Monday 12th August 2019

A charity has called for patients with terminal illnesses to be included in a strategy aimed at preventing falls among the elderly and frail.

The Scottish Government is consulting on a plan which aims to reduce the incidence of falls, which can cause problems ranging from hip fractures and head injuries to loss of independence and loneliness.

More than 37,000 people – including 22,400 over the age of 65 – were admitted to hospital because of a fall in 2017/18.

Marie Curie, which campaigns and cares for people with terminal illness, has welcomed the draft strategy and its recognition of chronic and long-term conditions.

But in a submission to the consultation the charity said: “However, the strategy makes very little reference to those living with terminal illness and the range of illnesses that might be affected, and those in the last few months of life.

“These patients are at high risk of falls and can have different needs to the general population.

“They may not need to access the full range of falls prevention assessments but will need staff to take a rapid, proactive and flexible approach to falls management, who are then able to take the service to the patient rather than expect the patient to attend clinic appointments.”

Marie Curie says a variety of factors such as debilitating symptoms, multiple medications, fatigue and impaired vision can mean people living with a terminal illness can be more at risk of falls.

The submission said: “In the palliative care setting, falls remain one of the highest reported patient safety incidents.

“The outcome of falling can also be devastating, causing mortality, severe disability, loss of independence and often results in more acute and nursing home admissions.”

It added: “We agree that the draft strategy will improve services for those who experience falls in general care settings.

“Overall, we also agree with the outcomes in the draft strategy. However, the strategy should also refer to those living with terminal illness, and those in the last few months of life.”

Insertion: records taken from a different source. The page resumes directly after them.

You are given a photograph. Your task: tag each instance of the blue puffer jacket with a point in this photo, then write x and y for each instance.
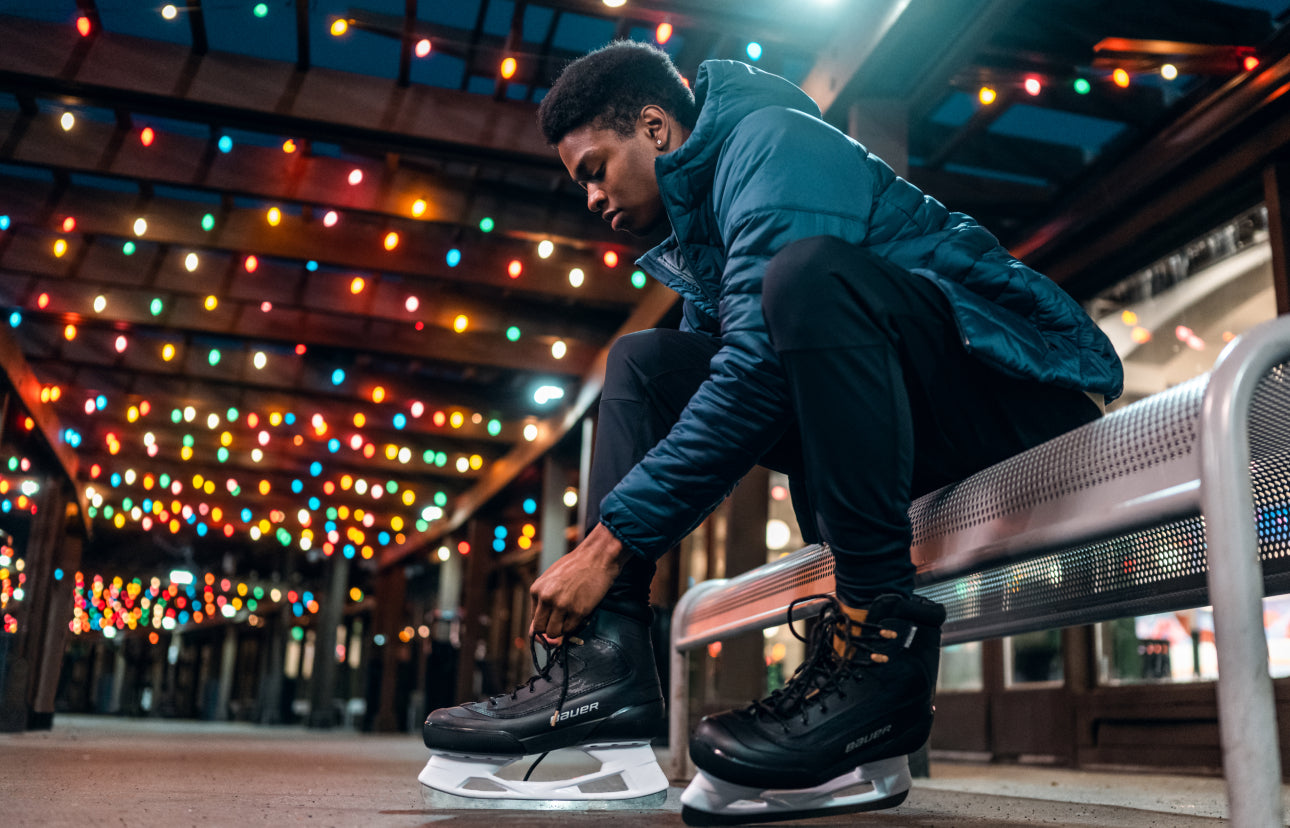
(761, 170)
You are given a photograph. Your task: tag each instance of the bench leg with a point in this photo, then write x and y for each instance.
(1248, 725)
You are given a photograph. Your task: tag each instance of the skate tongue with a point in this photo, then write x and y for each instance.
(854, 618)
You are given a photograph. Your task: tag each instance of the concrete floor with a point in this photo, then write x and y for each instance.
(116, 771)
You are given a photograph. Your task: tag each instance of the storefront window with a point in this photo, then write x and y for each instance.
(1033, 658)
(1169, 323)
(1179, 646)
(960, 667)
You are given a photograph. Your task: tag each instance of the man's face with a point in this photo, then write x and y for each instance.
(618, 176)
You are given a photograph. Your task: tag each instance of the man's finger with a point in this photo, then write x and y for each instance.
(554, 627)
(541, 618)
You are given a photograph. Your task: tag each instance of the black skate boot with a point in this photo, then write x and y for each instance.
(599, 685)
(858, 704)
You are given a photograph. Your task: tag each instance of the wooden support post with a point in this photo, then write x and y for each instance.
(271, 667)
(479, 566)
(555, 513)
(323, 691)
(742, 672)
(883, 127)
(1276, 196)
(34, 651)
(391, 593)
(53, 644)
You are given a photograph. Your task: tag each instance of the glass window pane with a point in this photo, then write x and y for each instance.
(1033, 658)
(960, 667)
(1179, 646)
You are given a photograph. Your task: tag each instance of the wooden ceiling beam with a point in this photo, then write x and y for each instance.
(421, 254)
(240, 328)
(22, 379)
(655, 305)
(241, 92)
(268, 173)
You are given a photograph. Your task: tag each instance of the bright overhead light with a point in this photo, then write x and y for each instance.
(546, 394)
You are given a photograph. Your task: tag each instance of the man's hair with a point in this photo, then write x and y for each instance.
(609, 87)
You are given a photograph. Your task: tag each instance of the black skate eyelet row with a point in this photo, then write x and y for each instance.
(823, 672)
(554, 653)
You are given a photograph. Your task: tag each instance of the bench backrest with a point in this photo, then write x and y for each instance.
(1101, 522)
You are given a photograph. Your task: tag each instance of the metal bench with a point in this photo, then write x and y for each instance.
(1116, 519)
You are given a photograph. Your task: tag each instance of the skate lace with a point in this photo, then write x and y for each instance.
(823, 675)
(554, 655)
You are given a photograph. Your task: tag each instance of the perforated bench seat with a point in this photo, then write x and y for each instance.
(1101, 522)
(1119, 517)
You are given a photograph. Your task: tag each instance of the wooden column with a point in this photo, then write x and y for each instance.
(391, 593)
(58, 613)
(883, 127)
(1276, 196)
(34, 655)
(479, 566)
(555, 513)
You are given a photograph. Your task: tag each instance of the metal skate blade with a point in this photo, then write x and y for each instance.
(440, 800)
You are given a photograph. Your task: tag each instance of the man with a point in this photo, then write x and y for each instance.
(839, 325)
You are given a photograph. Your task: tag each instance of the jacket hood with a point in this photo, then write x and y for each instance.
(726, 92)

The Scottish Government’s draft strategy on falls and fracture prevention outlines a plan over the next five years aimed at helping avoid or postpone falls among vulnerable people.

Examples of work already undertaken include the fire service giving falls prevention advice when undertaking home fire safety visits.

Another project has involved Police Scotland giving advice for elderly and frail passengers on how to get on and off buses safely and delivering training for drivers in Edinburgh, Lothians and Forth Valley area.